1.61 kamerverhuurbedrijf

een samenstel van verblijfsruimten, uitsluitend of mede bestemd of gebruikt om daarin anderen dan aan de rechthebbende en de personen behorende tot diens huishouden, woonverblijf, niet in de zin van zelfstandige woongelegenheid, te verschaffen, al dan niet met gehele of gedeeltelijke verzorging. Een en ander kan onder meer blijken uit het feit dat voor de kamers afzonderlijk huur wordt berekend en/of betaald en elke kamer zelfstandig wordt bewoond, waarbij al dan niet sprake is van enkele gemeenschappelijke voorzieningen.

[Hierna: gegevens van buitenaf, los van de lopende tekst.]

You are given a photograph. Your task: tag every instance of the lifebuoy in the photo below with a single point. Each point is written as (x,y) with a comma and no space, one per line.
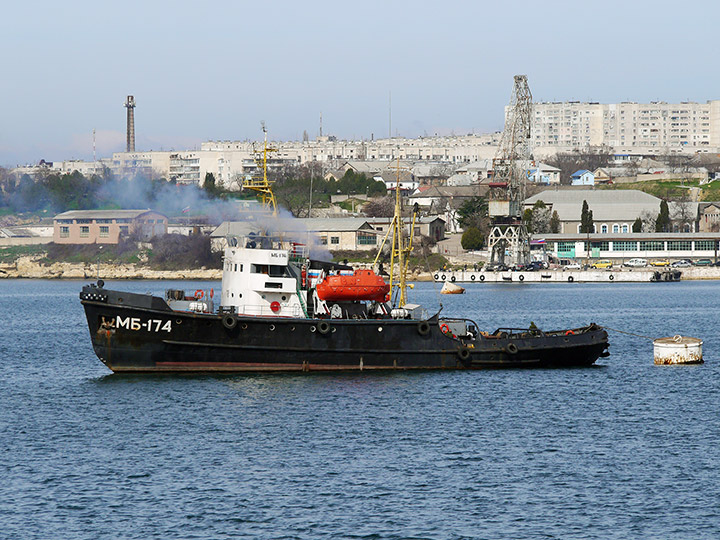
(229,321)
(323,327)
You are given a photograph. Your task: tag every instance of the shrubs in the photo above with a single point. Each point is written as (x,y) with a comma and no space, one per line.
(166,252)
(177,251)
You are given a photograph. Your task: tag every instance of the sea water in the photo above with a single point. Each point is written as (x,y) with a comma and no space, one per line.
(623,450)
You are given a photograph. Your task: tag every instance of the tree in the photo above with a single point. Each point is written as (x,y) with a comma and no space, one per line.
(555,223)
(586,220)
(472,239)
(210,186)
(540,218)
(683,216)
(662,223)
(527,219)
(473,212)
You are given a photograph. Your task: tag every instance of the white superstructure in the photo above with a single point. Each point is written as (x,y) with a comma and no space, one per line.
(260,282)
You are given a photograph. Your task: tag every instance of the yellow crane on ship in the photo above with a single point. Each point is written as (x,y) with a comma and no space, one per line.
(259,181)
(401,247)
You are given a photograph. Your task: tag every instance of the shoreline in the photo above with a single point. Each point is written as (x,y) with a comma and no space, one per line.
(28,268)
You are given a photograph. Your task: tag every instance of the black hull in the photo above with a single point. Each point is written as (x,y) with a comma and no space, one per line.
(139,333)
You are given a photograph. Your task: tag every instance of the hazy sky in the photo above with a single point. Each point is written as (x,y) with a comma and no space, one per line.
(215,70)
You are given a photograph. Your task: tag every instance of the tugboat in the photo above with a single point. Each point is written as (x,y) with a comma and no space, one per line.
(280,310)
(273,317)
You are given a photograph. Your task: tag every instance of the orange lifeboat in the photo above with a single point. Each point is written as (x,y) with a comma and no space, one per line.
(362,285)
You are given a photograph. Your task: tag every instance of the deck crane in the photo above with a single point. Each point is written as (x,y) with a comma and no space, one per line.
(508,234)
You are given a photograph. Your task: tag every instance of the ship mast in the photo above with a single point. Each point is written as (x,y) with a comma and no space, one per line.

onder de definitie van kamerverhuurbedrijf valt niet:

  • a. de verhuur van één of twee kamers door de bewoner of eigenaar/bewoner van een woning aan niet meer dan in totaal vier personen, dit mits de gezamenlijke woonvloeroppervlakte niet meer bedraagt dan 30% van de totale woonvloeroppervlakte van de woning, zulks met een maximum van 40 m²;
  • b. de verhuur van (een gedeelte van) de woning ten behoeve van verblijfsrecreatie.
1.62 kap

een constructie van één of meer dakvlakken met een helling van meer dan 30° en minder dan 65°.

1.63 langskap

een kap evenwijdig aan de voorgevel (naar de straat gekeerde kap).

1.64 lessenaarsdak

een asymmetrische dakvorm met één hellend dakvlak over (nagenoeg) de volledige breedte of diepte van een gebouw.

1.65 mansardekap

een kap met een symmetrisch profiel waarbij de dakvlakken niet van goot tot nok één plat vlak, maar twee platte vlakken vormen die elkaar onder een stompe hoek ontmoeten.

1.66 NEN

door de Stichting Nederlands Normalisatie-instituut uitgegeven norm, zoals deze luidde op het moment van vaststelling van het plan.

1.67 nutsvoorzieningen

voorzieningen ten behoeve van het openbare nut, zoals transformatorhuisjes, gasreduceerstations, schakelhuisjes, duikers, bemalingsinstallaties, gemaalgebouwtjes, telefooncellen, voorzieningen ten behoeve van (ondergrondse) afvalinzameling en apparatuur voor telecommunicatie.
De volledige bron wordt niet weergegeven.